Kevin pulled into the parking lot, which, despite the freshness of the snowfall, had already been plowed and most likely would be again before the restaurant opened at four o’clock. They looked at the ornate woodwork on the porch, the sign with a layer of snow neatly balanced along its narrow edge. A Mexican man wearing an apron emerged from a basement door and began shoveling the snow off the steps, paying no attention to the pickup truck idling in the otherwise empty parking lot.

“That’s Jorge,” said Kevin, full of awe. “He’s the dishwasher. Jesus, I can’t believe he still works here.”

“Where else would he go?” asked Mitch, looking around at the woods and motioning toward the dying town they had driven through to get there. Kevin was still staring at the dishwasher, lost in a reverie of nostalgia.
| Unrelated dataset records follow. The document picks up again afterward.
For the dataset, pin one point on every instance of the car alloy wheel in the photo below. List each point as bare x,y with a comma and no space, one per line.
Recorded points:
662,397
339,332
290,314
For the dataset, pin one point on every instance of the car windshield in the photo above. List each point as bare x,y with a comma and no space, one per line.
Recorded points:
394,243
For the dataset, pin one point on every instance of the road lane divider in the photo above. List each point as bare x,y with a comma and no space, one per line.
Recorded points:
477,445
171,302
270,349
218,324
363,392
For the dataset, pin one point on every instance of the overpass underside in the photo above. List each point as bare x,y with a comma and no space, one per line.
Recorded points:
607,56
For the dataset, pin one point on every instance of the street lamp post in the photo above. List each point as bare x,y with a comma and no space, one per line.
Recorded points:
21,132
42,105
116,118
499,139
He snapped himself out of it and looked across the parking lot.

“See back there? All the way back against the tree line?” He pointed to the far end of the lot. “What we gotta do is hide in those trees over there, as far as we can from the front of the restaurant. On busy nights, they park the cars all the way back against the trees.”
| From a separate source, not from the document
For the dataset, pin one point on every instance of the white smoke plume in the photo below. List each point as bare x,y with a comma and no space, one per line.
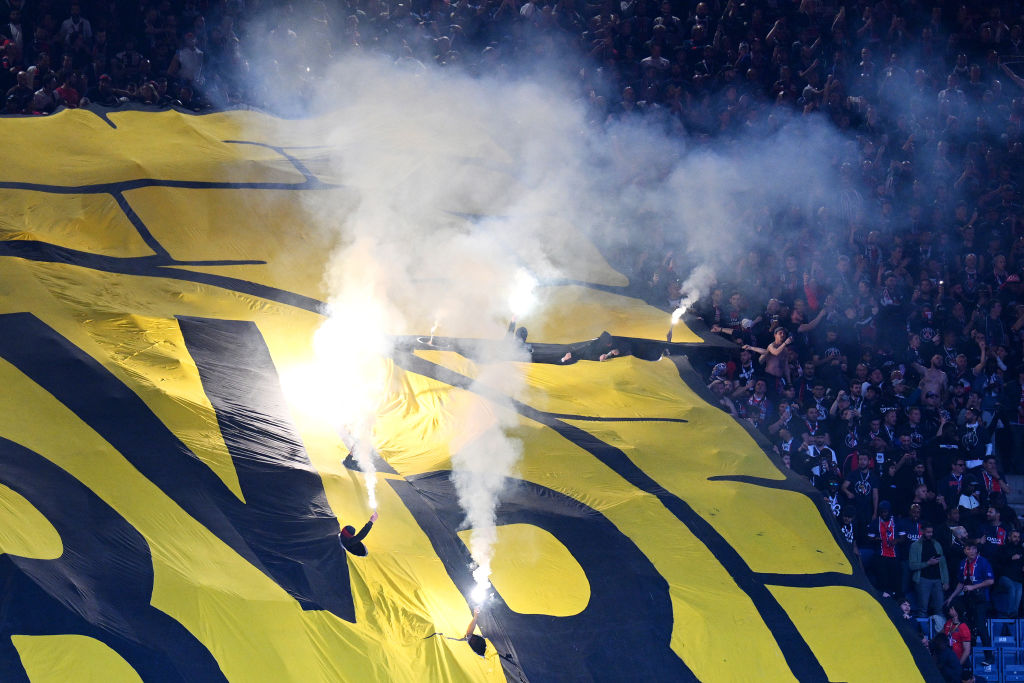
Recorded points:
693,289
453,181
“How can we be sure they’ll park the Ferrari back there?” asked Mitch.

“We can’t.”

“How do we know what nights the Ferrari will be here?” asked Doug.

“We don’t.”

There was silence. “Look, guys,” Kevin said patiently. “We’re gonna make over six grand apiece, OK? We gotta put a little bit of work in.”

“Like what? Whaddya mean, work? You mean we gotta hide in those trees in the middle of winter until a Ferrari shows up?” Mitch was getting annoyed now. He’d just spent an hour in the cramped pickup with Doug’s leg crammed against his, putting his foot to sleep, and he had the good seat. He could only imagine how uncomfortable Doug must have been, straddled over the stick shift, and now it was starting to look like the plan involved coming out here on a nightly basis for god knows how long, and lying in a snowy bush all night. He didn’t mind stealing cars. That was the fun part. But he hadn’t signed up for night after night of freezing his balls off in a forest.

“Yeah, that’s what I mean,” said Kevin, as if he were talking to his six-year-old daughter.

“Dude, let’s just steal the first car we see. This is fucked up.”

“I don’t mind,” said Doug quickly.

“That’s the spirit,” said Kevin. “Dude, there are like three guys who come here all the time who drive Ferraris. Seriously.”

“That was ten fucking years ago,” snapped Mitch. “They could all be dead by now.”

“OK, there’s more,” said Kevin, talking only to Doug now. “We have to wear business suits.”

“Business suits? What the fuck are you thinking?” said Mitch.

“Business suits,” said Doug thoughtfully.

“Yeah, business suits. If we get out and walk around in this parking lot the way we’re dressed right now, in jeans and these shitty jackets, the valet guys’ll be on us in a flash. They’ll start asking all kinds of questions. But if we’re wearing business suits, they’ll leave us alone.”

“So I have to squat in a bush for a week wearing a business suit,” said Mitch. “Dude, fuck this. Let’s just go rip off that doctor with a safe full of pills.”